If one advertises they drove 2 trims of the same car model to the airport back to back and found cars with 2" smaller wheels are lightning fast because it took 30 minutes longer in the other car then people are, rightfully, going to doubt the test instead of the wheel size. Especially when you're not the only one to have driven cars with different wheel sizes but you are the only one reporting it's the wheel size, specifically, that made the trip significantly longer to take and give the trip as your sole evidence for the claim you know why it was slower.
From my enterprise image/push creation days one example of something I did find different between x64 and x32 was the specific driver bugs/performance. The thing is it went/goes both ways on that, sometimes it's the 32 bit driver that's bugged, sometimes it's the 64 bit driver, sometimes there was a special patch version of the driver but the vendor didn't post both builds. You get the idea. In this case it wouldn't make sense to blame the <x> bit OS variant as inherently being massively slower, but it sure might seem like that with an n=1 test.
2 replies →
Race cars are barren of safety and security features, creature comforts, and even frequently missing windows.
But boy are they sure fast.
But I wouldn’t daily drive one.
Nitpick I know but race cars in well run series actually have quite good safety - just not in the same way because the environment and expectations are different. You don't need/want a reversing camera or parking beeps and boops...
I think part of MS issue is that they keep bundling and pushing "crap useful to some minority" (as well as unwanted ads and features too) by default into ostensibly "your" system and making it hard to focus on what you want it for.
If you want it to focus on gaming performance... well it's more about arcane tweaks rather than having a turn off the shit button.
Maybe the coming Win10 EoL will see a few % points jump to Bazzite or some other linux gaming-focussed distro.

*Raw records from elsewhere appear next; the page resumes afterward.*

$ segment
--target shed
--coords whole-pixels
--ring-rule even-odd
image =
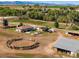
[[[26,26],[20,26],[16,28],[16,31],[18,32],[28,32],[28,31],[32,31],[34,30],[34,28],[32,26],[26,25]]]
[[[79,40],[60,38],[56,41],[54,48],[64,52],[69,52],[71,55],[79,53]]]

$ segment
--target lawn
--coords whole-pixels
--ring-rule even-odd
[[[43,21],[35,21],[35,20],[11,20],[11,22],[23,22],[40,26],[48,26],[54,27],[53,23],[43,22]]]

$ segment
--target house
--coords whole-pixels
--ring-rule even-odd
[[[77,53],[79,53],[79,40],[60,38],[56,41],[54,48],[71,56],[77,56]]]
[[[29,32],[34,30],[34,28],[32,26],[29,25],[25,25],[25,26],[20,26],[16,28],[16,31],[18,32]]]

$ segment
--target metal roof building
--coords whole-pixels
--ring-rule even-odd
[[[69,38],[58,39],[54,45],[55,48],[79,53],[79,40],[73,40]]]

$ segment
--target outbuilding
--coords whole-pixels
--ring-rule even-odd
[[[77,53],[79,53],[79,40],[60,38],[56,41],[54,48],[71,56],[77,56]]]
[[[16,31],[18,32],[29,32],[34,30],[34,28],[32,26],[29,25],[25,25],[25,26],[20,26],[16,28]]]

Considering a common use for Windows these days is Steam Launcher, performance is kind of a big deal, actually. Literally the only thing I use my desktop for is to play games, so yes, performance is pretty much the only thing I care about with it.
Race cars have heaps of safety systems not present in road cars. They don't have ABS and traction control because they don't actually increase safety on track with a professional driver. SRS airbags also offer no additional safety when in a 6 point harness and wearing a helmet and neck brace.
Race cars have drastically more safety features than road cars. Your road car doesn't tether your helmet to your headrest to protect your neck and doesn't have a roll cage, for starters.